The V2X-ViT project is an impressive stride toward enhancing vehicle-to-everything (V2X) cooperative perception through the utilization of the Vision Transformer (ViT) framework. This blog will guide you through the installation, configuration, and training processes associated with this innovative system, all while remaining user-friendly.
Step 1: Installation
First and foremost, let’s get your environment set up for V2X-ViT.
- Clone the Repository:
git clone https://github.com/DerrickXuNu/v2x-vit cd v2x-vit
conda create -y --name v2xvit python=3.7 conda activate v2xvit
conda install -y pytorch torchvision cudatoolkit=11.3 -c pytorch
pip install spconv-cu113
pip install -r requirements.txt
python v2xvit/utils/setup.py build_ext --inplace
python setup.py develop
Step 2: Data Downloading and Preparation
Next, you’ll need to gather the data necessary for training and validation.
- Download the dataset from this URL. It’s a large file, so you might prefer to download the chunks individually using:
cat train.zip.part* > train.zip unzip train.zip
- shv2x-vit
- v2xset
- train
- validate
- test
- v2xvit
Step 3: Visualize Data Sequence
To visualize the LiDAR stream in the V2XSet dataset:
- Modify validate_dir in your v2xvit/hypes_yaml/visualization.yaml to point to the V2XSet data path.
- Run the following command:
python v2xvit/visualization/vis_data_sequence.py [--color_mode $COLOR_RENDERING_MODE]
- color_mode: Choose from constant, intensity, or z-value for LiDAR rendering.

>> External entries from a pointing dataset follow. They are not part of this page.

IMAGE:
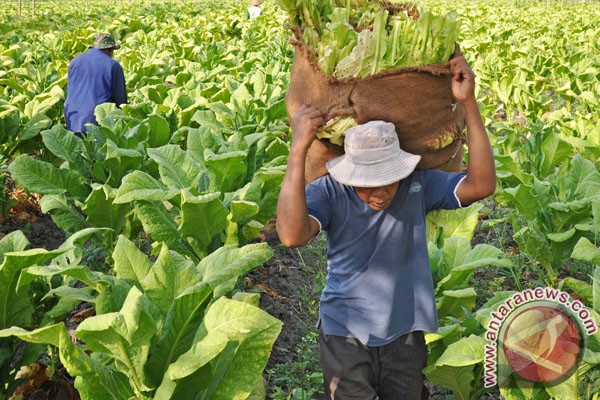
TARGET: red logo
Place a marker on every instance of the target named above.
(542, 344)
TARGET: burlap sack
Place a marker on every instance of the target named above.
(417, 100)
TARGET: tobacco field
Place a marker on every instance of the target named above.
(166, 207)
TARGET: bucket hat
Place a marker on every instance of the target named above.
(105, 41)
(373, 157)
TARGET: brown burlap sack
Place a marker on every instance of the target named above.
(417, 100)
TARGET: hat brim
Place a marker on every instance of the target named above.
(116, 46)
(373, 175)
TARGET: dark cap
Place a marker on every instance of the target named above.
(105, 41)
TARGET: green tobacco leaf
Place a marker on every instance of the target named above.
(119, 162)
(102, 212)
(44, 178)
(34, 126)
(157, 222)
(160, 132)
(242, 210)
(452, 302)
(10, 122)
(228, 356)
(264, 191)
(64, 213)
(229, 262)
(586, 251)
(14, 241)
(170, 276)
(93, 380)
(177, 169)
(15, 305)
(202, 217)
(129, 262)
(64, 145)
(461, 222)
(227, 170)
(482, 255)
(182, 321)
(124, 336)
(584, 290)
(139, 185)
(454, 369)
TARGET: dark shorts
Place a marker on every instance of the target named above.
(390, 372)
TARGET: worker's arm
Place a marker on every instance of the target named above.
(480, 181)
(294, 226)
(119, 90)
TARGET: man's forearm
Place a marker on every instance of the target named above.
(293, 222)
(481, 170)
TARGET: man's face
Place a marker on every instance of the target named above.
(378, 198)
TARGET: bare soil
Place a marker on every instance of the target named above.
(286, 283)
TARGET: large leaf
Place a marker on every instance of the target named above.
(169, 277)
(44, 178)
(177, 169)
(454, 370)
(139, 185)
(229, 262)
(102, 212)
(461, 222)
(461, 270)
(587, 251)
(64, 145)
(93, 380)
(227, 171)
(124, 336)
(158, 222)
(15, 305)
(64, 214)
(229, 354)
(182, 321)
(452, 303)
(119, 162)
(130, 263)
(202, 217)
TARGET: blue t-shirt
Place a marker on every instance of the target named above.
(94, 78)
(379, 283)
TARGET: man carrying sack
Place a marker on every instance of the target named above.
(379, 297)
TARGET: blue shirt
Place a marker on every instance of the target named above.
(94, 78)
(379, 284)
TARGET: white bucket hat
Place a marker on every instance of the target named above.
(373, 157)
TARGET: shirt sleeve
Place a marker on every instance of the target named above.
(119, 91)
(441, 189)
(317, 202)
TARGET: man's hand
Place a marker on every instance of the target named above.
(304, 126)
(463, 80)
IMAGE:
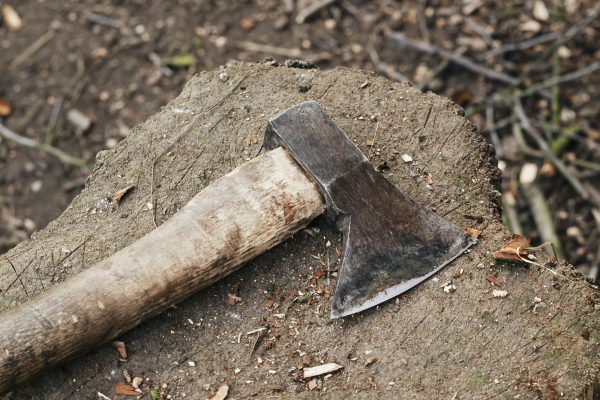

Step 4: Model Testing and Training
Testing the pretrained model is crucial before embarking on training:
- Download the model file from Google Drive and place it in the v2x-vit/logs/v2x-vit directory.
- Modify validate_path in your configuration file to v2xset/test and set relevant parameters.
- Run the test command:
python v2xvit/tools/inference.py --model_dir $CHECKPOINT_FOLDER --fusion_method $FUSION_STRATEGY [--show_vis] [--show_sequence]
Step 5: Troubleshooting
While working with V2X-ViT, you might encounter some issues. Here are a few troubleshooting tips:
- Ensure that all dependencies are installed correctly.
- Check that your CUDA version matches the specifications outlined for both PyTorch and spconv.
- If you encounter data loading errors, revisit your data structure and confirm the paths are correct.
- For any unresolved issues, consult the project’s documentation or community forums for assistance.
For more insights, updates, or to collaborate on AI development projects, stay connected with fxis.ai.
Final Thoughts
At fxis.ai, we believe that such advancements are crucial for the future of AI, as they enable more comprehensive and effective solutions. Our team is continually exploring new methodologies to push the envelope in artificial intelligence, ensuring that our clients benefit from the latest technological innovations.
With these steps, you should be well on your way to utilizing V2X-ViT for your vehicle-to-everything cooperative perception projects. Embrace this exciting technology and tap into the world of autonomous driving!